Beralih ke ruang berikutnya, kami masuk ke Royal Room Ratu Mas. Ratu Mas adalah permaisuri Sri Susuhunan Pakubuwono X, penguasa Keraton Surakarta. Di dalam ruangan ini dipamerkan lukisan Ratu Mas, foto-foto beliau bersama Sunan PB X dan putri mereka, serta pernak-pernik kelengkapan busana beliau. Salah satu koleksi yang menarik perhatian kami adalah koleksi topi beliau. Konon, topi-topi yang lucu tersebut adalah rancangan beliau sendiri, dan dibuat di Perancis. Wah, ternyata di masa lalu, para permaisuri ini tidak hanya modis dalam berbusana Jawa, mereka pun modis dalam berbusana ala Eropa!
Dari Royal Room Ratu Mas, kami beranjak ke ruangan batik. Terdapat dua ruangan yang menampilkan koleksi batik, satu ruangan khusus batik keraton gaya Surakarta dari masa PB X hingga PB XII, ruangan satunya adalah khusus batik keraton gaya Yogyakarta dari masa HB VII dan HB VIII. Keterangan mbak Tya tentang batik-batik ini mengingatkan kembali pada kami bahwa batik tidak sekedar kain dengan motif hias, namun memiliki makna filosofis yang mendalam. Salah satunya adalah motif Parang Sujen, parang bermakna pedang yang berarti perang, sehingga jika kita ingin menghadap raja, maka jangan sekali-sekali mengenakan motif ini, karena bisa dianggap menentang raja.
Ruangan berikutnya adalah ruangan yang wajib diinikmati, yaitu Ruang Putri Idaman. Ruang ini merupakan album hidup GRAy Siti Nurul Kamaril Ngarasati Kusumawardhani Soerjosoejarso, atau lebih dikenal dengan nama Gusti Nurul. Putri tunggal HRH Mangkunegara VII dengan permaisuri GKR Timur Mursudariyah ini merupakan salah satu putri tercantik di masanya, sehingga banyak pangeran yang ingin meminangnya. Walaupun tinggal di dalam lingkungan keraton, Gusti Nurul memiliki gaya dan pandangan hidup yang cukup modern untuk masa itu. Beliau bersekolah di sekolah Belanda, serta gemar melakukan hal-hal yang tidak lazim dilakukan oleh putri keraton pada masa itu, seperti main tenis, berenang, dan berkuda. Kegemaran berkudanya tidak main-main, karena beliau beberapa kali memenangkan berbagai perlombaan berkuda.

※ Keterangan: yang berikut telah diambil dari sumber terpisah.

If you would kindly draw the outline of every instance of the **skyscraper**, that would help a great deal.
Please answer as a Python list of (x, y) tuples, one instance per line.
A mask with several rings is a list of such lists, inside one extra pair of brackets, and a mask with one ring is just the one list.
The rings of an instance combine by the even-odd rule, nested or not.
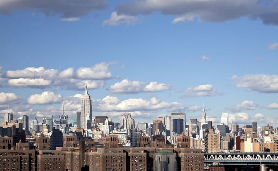
[(81, 126), (85, 130), (91, 128), (92, 118), (92, 100), (88, 93), (87, 82), (85, 86), (85, 93), (81, 97)]
[(61, 129), (63, 133), (68, 133), (68, 128), (67, 127), (68, 116), (64, 114), (64, 108), (63, 105), (63, 114), (59, 116), (60, 123), (61, 124)]
[(81, 115), (81, 112), (80, 111), (76, 112), (76, 126), (77, 128), (80, 128), (80, 127), (81, 127), (81, 122), (80, 122)]
[(14, 119), (14, 114), (10, 113), (4, 113), (4, 121), (8, 122)]
[(36, 132), (38, 132), (39, 130), (39, 125), (38, 125), (38, 124), (39, 122), (38, 122), (38, 120), (37, 120), (37, 118), (35, 117), (33, 121), (32, 121), (32, 127), (33, 128), (33, 130), (35, 131)]
[[(180, 130), (182, 129), (182, 131), (183, 132), (185, 130), (185, 113), (171, 113), (171, 122), (170, 124), (170, 133), (174, 132), (174, 129), (176, 131), (178, 129)], [(180, 132), (180, 131), (179, 132)], [(180, 133), (179, 132), (175, 133)]]
[(205, 110), (205, 106), (203, 108), (203, 112), (202, 112), (202, 118), (201, 119), (201, 123), (202, 124), (205, 124), (207, 123), (207, 116), (206, 115), (206, 111)]
[(130, 130), (135, 128), (135, 122), (131, 113), (124, 113), (120, 116), (120, 128)]
[(19, 123), (22, 123), (23, 125), (23, 129), (25, 130), (26, 135), (29, 133), (29, 117), (26, 115), (21, 116), (18, 119)]

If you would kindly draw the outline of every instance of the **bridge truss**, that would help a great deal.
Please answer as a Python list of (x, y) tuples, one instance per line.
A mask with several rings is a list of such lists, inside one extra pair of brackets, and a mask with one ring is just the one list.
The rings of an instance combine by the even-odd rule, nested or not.
[(278, 164), (278, 153), (204, 153), (205, 163)]

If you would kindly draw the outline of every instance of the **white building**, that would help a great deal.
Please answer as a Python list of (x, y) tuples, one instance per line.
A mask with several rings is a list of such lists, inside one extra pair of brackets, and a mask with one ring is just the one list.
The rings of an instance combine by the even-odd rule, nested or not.
[(80, 122), (81, 127), (84, 130), (90, 129), (92, 118), (92, 100), (88, 93), (87, 82), (85, 86), (85, 93), (81, 97), (81, 111)]

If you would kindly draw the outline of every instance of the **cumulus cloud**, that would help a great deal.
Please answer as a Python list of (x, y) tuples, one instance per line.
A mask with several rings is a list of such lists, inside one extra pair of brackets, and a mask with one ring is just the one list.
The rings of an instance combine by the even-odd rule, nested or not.
[(236, 122), (237, 123), (245, 123), (250, 122), (249, 115), (243, 112), (229, 113), (229, 119), (230, 120), (231, 119), (233, 119), (233, 122)]
[(274, 43), (270, 44), (268, 46), (268, 49), (270, 50), (278, 49), (278, 43)]
[(257, 113), (252, 117), (251, 122), (256, 122), (266, 125), (268, 124), (276, 124), (278, 122), (277, 118), (265, 117), (262, 113)]
[(218, 94), (217, 91), (213, 89), (213, 86), (209, 84), (188, 88), (185, 92), (185, 94), (181, 96), (181, 98), (214, 96)]
[(107, 90), (111, 93), (139, 93), (168, 90), (171, 88), (170, 85), (165, 83), (158, 83), (157, 82), (150, 82), (146, 85), (139, 81), (130, 81), (124, 79), (121, 82), (117, 82), (110, 86)]
[(265, 93), (278, 93), (278, 75), (247, 75), (241, 77), (233, 76), (233, 83), (238, 88), (245, 88), (248, 91)]
[(16, 79), (10, 79), (8, 81), (8, 85), (10, 86), (20, 87), (30, 87), (37, 88), (45, 88), (51, 84), (50, 80), (43, 78), (31, 79), (20, 78)]
[(278, 103), (273, 103), (265, 107), (265, 108), (269, 110), (278, 109)]
[(117, 97), (107, 96), (94, 101), (95, 111), (154, 111), (161, 109), (184, 109), (182, 104), (176, 102), (168, 103), (152, 97), (150, 100), (141, 98), (130, 98), (123, 101)]
[(147, 85), (144, 88), (145, 92), (154, 92), (159, 91), (168, 90), (171, 88), (171, 86), (169, 84), (161, 83), (157, 83), (157, 82), (151, 82)]
[(0, 93), (0, 104), (17, 101), (21, 98), (12, 93)]
[(227, 109), (233, 112), (239, 112), (244, 110), (255, 110), (258, 106), (258, 105), (257, 104), (253, 101), (245, 100), (240, 104), (228, 107)]
[(92, 67), (81, 67), (76, 72), (80, 79), (106, 80), (112, 78), (112, 73), (109, 70), (110, 63), (102, 62), (95, 64)]
[(21, 10), (38, 10), (46, 16), (58, 15), (65, 21), (72, 21), (107, 6), (105, 0), (3, 0), (0, 1), (0, 13)]
[(113, 12), (108, 19), (105, 20), (102, 22), (103, 26), (107, 25), (117, 26), (119, 24), (125, 24), (127, 25), (133, 25), (137, 22), (136, 17), (125, 15), (118, 15), (117, 12)]
[(58, 71), (51, 69), (45, 69), (43, 67), (38, 68), (28, 67), (23, 70), (7, 71), (5, 76), (8, 78), (40, 78), (51, 79), (56, 78)]
[(73, 74), (73, 68), (70, 67), (59, 73), (59, 78), (72, 78)]
[[(200, 21), (223, 22), (242, 17), (260, 18), (265, 24), (278, 24), (278, 2), (276, 0), (133, 0), (118, 5), (118, 14), (151, 14), (159, 12), (166, 15), (195, 17)], [(193, 17), (192, 17), (193, 16)], [(188, 20), (188, 19), (187, 19)], [(186, 21), (178, 17), (175, 23)]]
[[(105, 82), (103, 80), (88, 80), (87, 82), (87, 87), (88, 89), (97, 89), (98, 88), (102, 88), (105, 85)], [(78, 81), (75, 84), (76, 86), (79, 90), (84, 90), (85, 88), (86, 81), (82, 82)]]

Gusti Nurul juga dikenal dengan keberaniannya dalam mendobrak kebiasaan-kebiasaan lama, salah satu diantaranya adalah beliau berprinsip tidak mau dipoligami. Akhirnya beliau menikah dengan KPH Soerjosoerarso, seorang perwira Angkatan Darat, dan mereka tinggal di Bandung. Saya sendiri pernah melihat Gusti Nurul dari dekat di Keraton Mangkunegaran, ketika sedang mengantarkan nenek saya (almh.) mengikuti acara reuni Varia Orang Jauhari (VOJ) di Solo tahun 1996. Gusti Nurul merupakan salah satu aktivis VOJ di Cabang Bandung, dan bukan main, walaupun usia beliau sudah sepuh, namun aura kebangsawanan beliau masih terpancar dengan jelas!
Akhirnya, kami tiba di area luar museum. Mbak Tya kemudian membawa kami ke Sasana Sekar Bawana, melewati koridor Retja Landa. Koridor ini memajang arca dewa dewi dari abad 8-9 Masehi, atau dari masa perkembangan agama Hindu dan Buddha di tanah Jawa. Salah satu arca yang saya ingat adalah arca Ganesha, dewa ilmu pengetahuan dalam mitologi Hindu.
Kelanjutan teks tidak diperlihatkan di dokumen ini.